Anhydrous erbium(III) chloride can be produced by the ammonium chloride route. In the first step, erbium(III) oxide is heated with ammonium chloride to produce the ammonium salt of the pentachloride:
Er2O3 + 10 [NH4]Cl → 2 [NH4]2ErCl5 + 6 H2O + 6 NH3
In the second step, the ammonium chloride salt is converted to the trichloride by heating in a vacuum at 350-400 °C:
[NH4]2ErCl5 → ErCl3 + 2 HCl + 2 NH3

==Structural data==
Erbium(III) chloride forms crystals of the AlCl3 type, with monoclinic crystals and the point group C2/m.

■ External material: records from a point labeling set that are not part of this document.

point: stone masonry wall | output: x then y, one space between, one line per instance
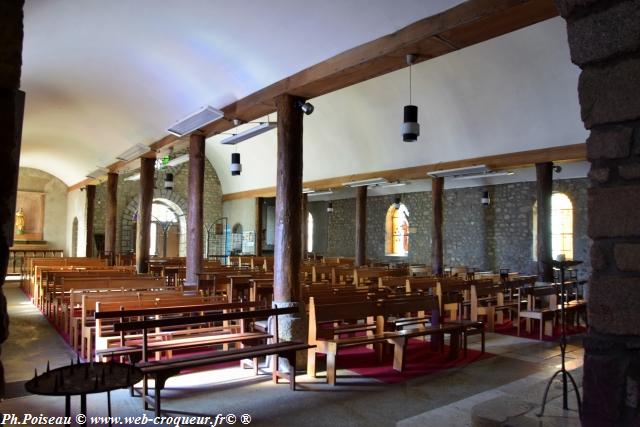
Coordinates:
604 40
128 201
484 237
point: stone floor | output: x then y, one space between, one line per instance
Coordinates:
520 368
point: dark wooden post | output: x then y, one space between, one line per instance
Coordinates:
287 248
304 225
91 207
544 175
110 220
194 217
437 251
258 239
147 181
361 225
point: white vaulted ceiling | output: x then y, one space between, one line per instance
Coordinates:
103 76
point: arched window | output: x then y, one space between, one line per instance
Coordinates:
397 230
561 227
310 233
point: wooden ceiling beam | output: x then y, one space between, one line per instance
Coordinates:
469 23
566 153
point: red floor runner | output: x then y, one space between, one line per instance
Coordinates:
509 328
420 360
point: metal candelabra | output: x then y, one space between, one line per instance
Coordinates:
562 265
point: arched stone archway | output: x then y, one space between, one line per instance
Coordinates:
128 220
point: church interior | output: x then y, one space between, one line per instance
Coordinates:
338 213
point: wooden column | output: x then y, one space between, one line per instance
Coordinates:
544 175
361 225
304 223
91 207
287 248
110 219
194 217
259 210
437 251
147 181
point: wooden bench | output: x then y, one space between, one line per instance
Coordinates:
170 338
545 312
161 370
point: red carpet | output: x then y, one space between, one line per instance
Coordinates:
509 328
420 360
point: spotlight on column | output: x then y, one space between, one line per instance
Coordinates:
330 207
168 181
485 200
236 167
306 107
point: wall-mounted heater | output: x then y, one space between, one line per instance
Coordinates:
484 175
249 133
366 182
195 121
471 170
133 152
96 174
178 161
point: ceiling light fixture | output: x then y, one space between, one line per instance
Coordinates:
134 152
306 107
445 173
249 133
410 127
195 121
366 182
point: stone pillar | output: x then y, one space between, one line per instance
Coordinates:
604 43
147 181
304 224
287 248
544 189
361 225
11 112
110 220
437 251
288 234
91 209
258 239
195 214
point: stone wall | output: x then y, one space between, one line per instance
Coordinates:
485 237
55 203
604 39
128 192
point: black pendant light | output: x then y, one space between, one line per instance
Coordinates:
410 127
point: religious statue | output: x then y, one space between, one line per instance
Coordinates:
20 221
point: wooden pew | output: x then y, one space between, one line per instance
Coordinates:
161 370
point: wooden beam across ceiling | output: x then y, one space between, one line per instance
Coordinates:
566 153
469 23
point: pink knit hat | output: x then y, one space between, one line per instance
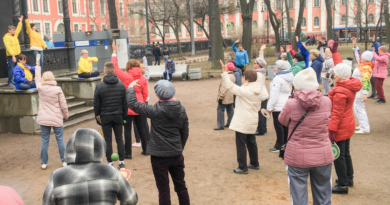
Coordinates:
230 66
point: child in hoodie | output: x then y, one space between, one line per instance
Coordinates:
169 68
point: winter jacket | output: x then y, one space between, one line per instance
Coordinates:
170 66
52 103
316 64
247 107
36 40
20 76
86 180
110 97
169 121
132 75
11 42
85 66
381 61
223 93
280 90
241 56
309 146
342 120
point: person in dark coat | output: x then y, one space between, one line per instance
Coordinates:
157 54
110 106
168 137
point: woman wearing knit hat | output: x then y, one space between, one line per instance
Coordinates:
342 123
308 151
363 73
225 100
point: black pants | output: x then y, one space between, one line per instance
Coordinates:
343 164
88 75
262 126
281 131
109 123
139 123
244 141
175 167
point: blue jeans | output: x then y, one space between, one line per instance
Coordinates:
45 134
35 57
11 66
165 75
25 86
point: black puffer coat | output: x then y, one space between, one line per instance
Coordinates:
169 121
110 97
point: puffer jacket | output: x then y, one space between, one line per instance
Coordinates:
280 90
11 42
132 75
342 120
381 61
52 103
110 97
248 103
223 93
86 180
309 146
169 132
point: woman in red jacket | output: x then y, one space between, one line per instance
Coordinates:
141 92
342 124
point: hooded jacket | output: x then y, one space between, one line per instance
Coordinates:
309 146
280 90
110 97
52 103
132 75
169 121
86 180
247 107
342 120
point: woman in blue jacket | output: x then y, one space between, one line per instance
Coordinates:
242 59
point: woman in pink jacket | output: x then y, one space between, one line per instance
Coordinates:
52 110
308 151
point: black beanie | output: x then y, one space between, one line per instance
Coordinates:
299 57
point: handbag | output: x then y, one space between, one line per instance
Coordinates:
283 148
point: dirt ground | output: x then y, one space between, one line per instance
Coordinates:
210 157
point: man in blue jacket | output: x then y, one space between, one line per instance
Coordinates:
242 59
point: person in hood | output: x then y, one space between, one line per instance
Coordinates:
308 151
86 65
110 109
280 91
169 69
317 61
86 180
168 138
133 73
242 58
342 124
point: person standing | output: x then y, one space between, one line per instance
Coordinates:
242 58
36 40
110 109
168 138
308 151
12 48
342 124
157 54
51 113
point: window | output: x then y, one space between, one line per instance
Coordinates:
316 21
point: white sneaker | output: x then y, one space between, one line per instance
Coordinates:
43 166
359 132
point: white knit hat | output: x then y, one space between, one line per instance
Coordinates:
368 55
343 71
306 80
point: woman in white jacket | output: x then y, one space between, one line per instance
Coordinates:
280 91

Erbium(III) chloride hexahydrate also forms monoclinic crystals with the point group of P2/n (P2/c) - C^{4}_{2h}. In this compound, erbium is octa-coordinated to form [Er(H2O)6Cl2]+ ions with the isolated Cl− completing the structure.

==Optical properties==
Erbium(III) chloride solutions show a negative nonlinear absorption effect.

==Catalytic properties==
The use of erbium(III) chloride as a catalyst has been demonstrated in the acylation of alcohols and phenols and in an amine functionalisation of furfural. It is a catalyst for Friedel–Crafts-type reactions, and can be used in place of cerium(III) chloride for Luche reductions.